“I Will See Him Again,” Ensign, Apr. 2012, 6
Dad made each of us kids feel special. He loved us and would forgive easily. He did his best to make sure that each of us was happy, and he made it clear that he wanted the best for us. I loved him so much.
When I was in sixth grade, my dad died in a car accident. My family and I were totally devastated. There was a big hole in our family. Dad was the one I leaned on, the one I went to if I was having problems. Instead of seeking help, I let the anger and hurt stay. I finally decided it was God’s fault. I stopped reading my scriptures and saying prayers. I went to church only because Mom wanted me to. I tried to stay far away from my Heavenly Father.
Then I went to Young Women camp for the first time.

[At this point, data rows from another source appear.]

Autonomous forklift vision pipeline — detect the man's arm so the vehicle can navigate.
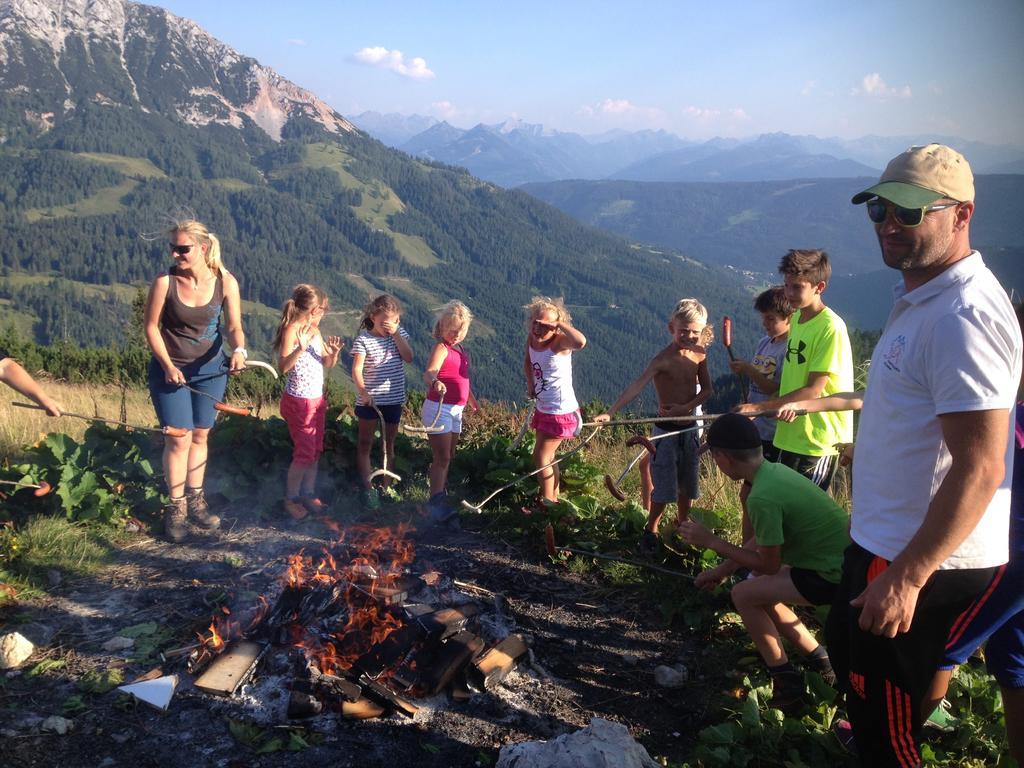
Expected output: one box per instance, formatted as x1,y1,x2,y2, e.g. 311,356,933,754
851,408,1009,637
676,520,783,574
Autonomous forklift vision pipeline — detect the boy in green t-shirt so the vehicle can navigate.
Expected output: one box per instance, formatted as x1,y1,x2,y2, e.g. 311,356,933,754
737,249,853,491
677,413,850,710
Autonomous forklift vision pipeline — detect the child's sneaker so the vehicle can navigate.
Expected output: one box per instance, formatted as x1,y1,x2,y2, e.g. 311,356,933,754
300,495,327,514
362,488,381,510
427,491,456,523
769,669,805,713
163,496,189,543
185,488,220,529
924,699,957,732
833,718,858,755
283,498,308,521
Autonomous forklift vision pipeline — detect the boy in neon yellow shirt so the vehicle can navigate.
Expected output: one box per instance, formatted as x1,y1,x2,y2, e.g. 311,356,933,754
738,249,853,491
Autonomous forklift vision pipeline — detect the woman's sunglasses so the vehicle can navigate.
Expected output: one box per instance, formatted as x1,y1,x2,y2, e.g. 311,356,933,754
169,243,194,255
866,200,959,228
532,320,556,333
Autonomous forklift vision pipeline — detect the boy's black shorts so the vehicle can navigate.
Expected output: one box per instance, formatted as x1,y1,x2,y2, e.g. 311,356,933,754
776,449,839,492
790,567,839,606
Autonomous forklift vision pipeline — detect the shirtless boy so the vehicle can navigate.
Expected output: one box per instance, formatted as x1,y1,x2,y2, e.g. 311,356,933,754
595,299,713,554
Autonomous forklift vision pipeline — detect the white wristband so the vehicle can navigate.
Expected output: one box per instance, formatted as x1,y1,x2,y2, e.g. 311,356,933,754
233,347,248,359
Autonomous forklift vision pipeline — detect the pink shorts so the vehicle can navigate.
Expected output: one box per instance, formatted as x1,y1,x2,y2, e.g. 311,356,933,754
531,409,582,439
281,393,327,464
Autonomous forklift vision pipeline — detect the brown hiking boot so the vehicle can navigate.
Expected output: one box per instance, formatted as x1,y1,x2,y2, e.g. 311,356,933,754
164,497,189,542
186,488,220,529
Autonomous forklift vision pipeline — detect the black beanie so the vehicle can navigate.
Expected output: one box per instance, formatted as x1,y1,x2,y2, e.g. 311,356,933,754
706,413,762,450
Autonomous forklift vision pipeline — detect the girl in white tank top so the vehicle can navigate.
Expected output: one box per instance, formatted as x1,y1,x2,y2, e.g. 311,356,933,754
523,297,588,505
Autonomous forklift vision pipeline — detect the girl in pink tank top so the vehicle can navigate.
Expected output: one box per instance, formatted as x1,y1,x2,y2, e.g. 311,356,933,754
523,296,587,505
422,301,479,522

I liked meeting new friends, but I still didn’t read my scriptures. On the last night, we had a testimony meeting. I felt something I hadn’t in a long time: the Spirit. I admired the girls who got up and bore their testimonies, but I stayed seated because I thought I didn’t have one. All of a sudden I felt like I had to get up. I opened my mouth, wondering what to say. So I said I was glad for Young Women camp. Then I found myself saying that I knew Jesus Christ died for me and that my Heavenly Father loved me and that the Church was true.
I was filled with a remarkable peace. Thanks to this experience I can say that I know I will see my dad again because of the Savior’s Atonement and Resurrection.